This review was originally printed in the June 2006 edition of the UKUUG newsletter, which is now defunct.
Title: Essential PHP Security
Authors: Chris Shiflett
ISBN: 9780596006563
As a PHP developer of many years, I’ve probably made my fair share of mistakes when it comes to security, so finding a book that concentrates purely on this topic sounded like just the thing I’ve been looking for.
My first impression was that the book is rather slim, weighing in at just over 100 pages. Whilst PHP security is perhaps something of a niche topic, I got the feeling that perhaps this text would be a little short on detail. On the other hand, the book lacks the flowery prose and history sometimes used in computer books, so it was a refreshing change to get straight into the nuts and bolts of the subject matter from page one.
The first few chapters cover the most obvious security holes that often plague PHP scripts, including processing user input (primarily from forms), databases and cookie/session handling. At first this seemed like a good coverage of the common security problems, but I felt that the databases section was particularly short, especially given the number of websites that are relying on some form of database backend to provide various levels of functionality (e.g. forums). The SQL injection section was only a few pages, despite the fact that this one security hole alone has caused problems for many of the popular PHP scripts available for download.
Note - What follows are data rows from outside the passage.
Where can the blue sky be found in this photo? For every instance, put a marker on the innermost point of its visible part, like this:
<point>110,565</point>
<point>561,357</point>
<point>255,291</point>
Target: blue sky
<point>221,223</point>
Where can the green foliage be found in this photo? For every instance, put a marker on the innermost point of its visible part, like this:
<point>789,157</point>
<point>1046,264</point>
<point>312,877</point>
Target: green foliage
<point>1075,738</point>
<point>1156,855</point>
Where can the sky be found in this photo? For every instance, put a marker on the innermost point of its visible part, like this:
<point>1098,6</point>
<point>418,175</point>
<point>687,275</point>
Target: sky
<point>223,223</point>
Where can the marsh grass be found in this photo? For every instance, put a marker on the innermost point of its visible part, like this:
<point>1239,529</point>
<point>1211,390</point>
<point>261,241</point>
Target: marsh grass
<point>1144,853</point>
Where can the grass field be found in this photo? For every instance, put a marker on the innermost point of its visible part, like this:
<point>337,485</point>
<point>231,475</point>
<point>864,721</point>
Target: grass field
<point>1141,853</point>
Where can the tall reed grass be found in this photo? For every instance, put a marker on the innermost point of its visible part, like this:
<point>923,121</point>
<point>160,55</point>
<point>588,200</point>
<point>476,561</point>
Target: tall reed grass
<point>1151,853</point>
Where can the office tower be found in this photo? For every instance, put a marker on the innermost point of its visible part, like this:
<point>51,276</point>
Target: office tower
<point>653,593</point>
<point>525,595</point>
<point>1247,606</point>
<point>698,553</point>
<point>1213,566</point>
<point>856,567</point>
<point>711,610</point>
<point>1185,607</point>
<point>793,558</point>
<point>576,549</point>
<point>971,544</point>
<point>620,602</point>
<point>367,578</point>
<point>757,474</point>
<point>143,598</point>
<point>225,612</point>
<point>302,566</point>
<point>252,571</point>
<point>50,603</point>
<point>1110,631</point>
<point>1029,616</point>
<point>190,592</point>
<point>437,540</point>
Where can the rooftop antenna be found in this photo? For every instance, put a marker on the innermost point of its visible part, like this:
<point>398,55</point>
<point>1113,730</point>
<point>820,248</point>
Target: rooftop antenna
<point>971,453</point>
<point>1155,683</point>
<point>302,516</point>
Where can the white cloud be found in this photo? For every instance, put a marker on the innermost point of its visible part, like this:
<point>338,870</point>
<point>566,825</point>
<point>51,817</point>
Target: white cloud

The author also sometimes veers away from PHP problems and ends up discussing more general issues, such as the handling of cookies in previous versions of Internet Explorer. Whilst this is something that developers should be aware of, it isn’t really a PHP security issue and relies on users being savvy enough to keep their software up to date.
There are sections where the author ends up explaining what is basically the same vulnerability several times. For example, when using some form of user input (such as $_GET[‘filename’]) as a way of dynamically including files, he shows the same problem with both local and remote files, and so the reader is given a repeated explanation of why you should never use tainted data to refer to a filename.
Certain sections are also somewhat hand-wavey in that the author will mention topics such as SSL, and then suddenly move onto something else without giving any details as to how the topic in question can be used to enhance the security of your PHP scripts.
Having criticised the book somewhat, I must admit that I did learn one or two useful bits of information. For example, I always set the error reporting value for my PHP scripts to be E_ALL to display all errors, but apparently including E_STRICT will warn about depreciated functions as well. The section covering problems with shared hosting was also fairly in-depth and is a topic which probably affects the majority of PHP developers, yet it is not usually considered when trying to write secure code.
Overall though, I think the book is a little short on detail. There are a lot of places where it highlights important security issues – thus bringing them to your attention – but doesn’t really provide many good examples as to how to close the holes.
If you’re a seasoned PHP developer it’s unlikely that you’ll learn a great deal from this book, although it may serve as a useful reminder of some of the security issues that you are likely to come across in your scripts. The majority of the book’s content can be found on the many PHP websites, and given the lack of detail in the book I suspect most developers would get a more comprehensive answer by simply searching the web.
Personally, I don’t believe that the book is worth the cover price, though if a second edition with more detail and better examples was released then I’d be inclined to pick up a copy. As it stands, the book has potential but some sections could do with expanding, so I would award it 6/10 overall.